Залман на мгновение замолкает и вдруг начинает плакать тонким, придушенным и ноющим голосом, словно в него воплотился муж Ольги в тот час, когда он стоял и говорил с покойной. Маленькое тело Залмана дрожит от плача. Он говорит быстро-быстро, словно хочет перегнать слезы, бегущие из его глаз:
— Видишь, моя счастливая звезда всегда сводит меня с людьми, потерпевшими поражение. Сердце плачет во мне не столько из-за смерти Ольги, сколько из-за ее жизни. Ведь ее смерть показывает, что она страстно хотела уйти от мужа и не могла. Как она не пожалела своих длинных пшеничных волос, своих голубых глаз, своего большого тела, белого, как кусок алебастра, своей высокой мраморной шеи, своих длинных белых рук? Как можно быть такой жестокой к собственной красоте и молодости?
После похорон Ольги ее муж исчез. Я уверен, что он скитается по свету и даже не помнит собственного имени. Он был суховатым и приземленным человеком, а тот, кто не может философствовать в своем несчастье, обречен отупеть и высохнуть. Я тоже не мог больше жить в квартире, где она повесилась. Скандалы с Фейгой усилились, и я уехал к родственникам в Латвию. Знаешь, как бы мы с Фейгой ни скандалили, мы никогда не упоминаем о той истории. Фейга сказала, что эта блондинка уйдет от своего мужа, а я сказал, что не уйдет, — и мы оба оказались правы. Вот тебе сегодня стало противно из-за моей ссоры с домашними. Ты не понимаешь, что, если бы я молчал, как Ольга, мне бы тоже пришлось повеситься.
Электрические фонари неподвижно стынут в темно-зеленых кронах. Они похожи на большие, безжизненно закатившиеся глазные белки, словно из листвы выглядывает та блондинка и слушает, что Залман про нее рассказывает. Залман дрожит от холода и съеживается в своей одежде. Его борода пахнет сыростью, как осеннее, промокшее от дождя дерево.

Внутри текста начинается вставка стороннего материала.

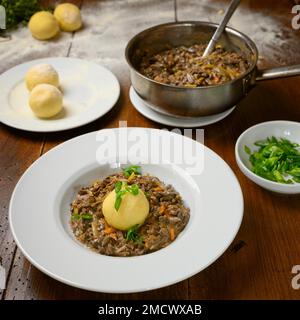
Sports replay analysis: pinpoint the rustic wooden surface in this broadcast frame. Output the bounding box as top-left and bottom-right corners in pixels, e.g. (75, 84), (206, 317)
(0, 0), (300, 299)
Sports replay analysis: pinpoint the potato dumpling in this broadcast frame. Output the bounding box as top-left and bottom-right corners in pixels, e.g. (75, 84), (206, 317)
(28, 11), (59, 40)
(54, 3), (82, 32)
(25, 64), (59, 91)
(29, 83), (63, 118)
(102, 190), (149, 230)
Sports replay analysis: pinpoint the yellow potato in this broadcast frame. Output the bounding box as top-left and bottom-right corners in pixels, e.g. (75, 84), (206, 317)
(29, 84), (63, 118)
(25, 63), (59, 91)
(28, 11), (59, 40)
(54, 3), (82, 32)
(102, 190), (149, 230)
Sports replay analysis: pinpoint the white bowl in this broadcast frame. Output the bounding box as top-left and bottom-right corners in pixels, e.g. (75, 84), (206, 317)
(235, 121), (300, 194)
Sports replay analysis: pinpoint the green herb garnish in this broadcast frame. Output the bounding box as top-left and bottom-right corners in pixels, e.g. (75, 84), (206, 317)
(122, 165), (142, 178)
(126, 184), (139, 196)
(115, 181), (139, 211)
(244, 137), (300, 184)
(72, 213), (93, 220)
(0, 0), (42, 29)
(126, 224), (143, 243)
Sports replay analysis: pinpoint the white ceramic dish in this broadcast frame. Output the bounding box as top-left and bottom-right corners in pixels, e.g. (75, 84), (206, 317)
(0, 57), (120, 132)
(9, 128), (243, 293)
(129, 86), (235, 128)
(235, 121), (300, 194)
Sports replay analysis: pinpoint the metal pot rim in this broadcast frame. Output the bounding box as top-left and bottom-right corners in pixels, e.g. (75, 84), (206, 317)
(125, 21), (258, 90)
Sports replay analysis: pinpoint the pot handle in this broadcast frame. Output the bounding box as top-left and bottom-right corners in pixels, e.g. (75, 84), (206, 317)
(256, 64), (300, 81)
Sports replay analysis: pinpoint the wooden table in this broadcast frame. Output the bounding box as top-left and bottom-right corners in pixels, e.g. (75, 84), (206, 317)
(0, 0), (300, 299)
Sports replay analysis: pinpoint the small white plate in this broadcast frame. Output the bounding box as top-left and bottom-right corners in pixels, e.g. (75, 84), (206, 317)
(129, 86), (235, 128)
(235, 120), (300, 194)
(0, 57), (120, 132)
(9, 128), (243, 293)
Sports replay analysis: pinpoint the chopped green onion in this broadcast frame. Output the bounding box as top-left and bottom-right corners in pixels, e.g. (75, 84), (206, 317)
(244, 137), (300, 184)
(115, 181), (139, 211)
(122, 165), (142, 178)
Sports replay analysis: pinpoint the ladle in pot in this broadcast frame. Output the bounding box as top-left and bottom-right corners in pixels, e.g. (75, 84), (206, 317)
(202, 0), (241, 58)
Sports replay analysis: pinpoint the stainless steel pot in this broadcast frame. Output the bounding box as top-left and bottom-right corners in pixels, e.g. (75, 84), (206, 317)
(125, 21), (300, 117)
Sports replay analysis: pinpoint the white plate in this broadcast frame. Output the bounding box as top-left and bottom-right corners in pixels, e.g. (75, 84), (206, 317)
(9, 128), (243, 293)
(129, 86), (235, 128)
(0, 58), (120, 132)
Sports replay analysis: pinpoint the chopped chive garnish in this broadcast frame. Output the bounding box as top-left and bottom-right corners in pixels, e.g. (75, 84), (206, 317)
(244, 137), (300, 184)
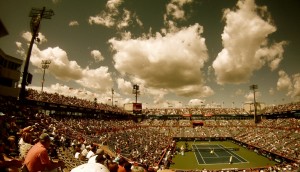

— Я люблю вас, Залман. — Я обнимаю его за плечи. — А вы себя убеждате, что мне противно на вас смотреть. Я прекрасно помню, как вы занимались со мной, когда я был мальчишкой. Вы относились ко мне, как к собственному сыну, во всем, кроме одного: вы не хотели, чтобы я научился у ваших сыновей искусству рисования. Каждую субботу вы брали меня на ваши прогулки в Закретский лес и тот парк, что рядом с молельнями. По дороге вы, бывало, останавливались у витрин и объясняли мне, что за вещи в них выставлены.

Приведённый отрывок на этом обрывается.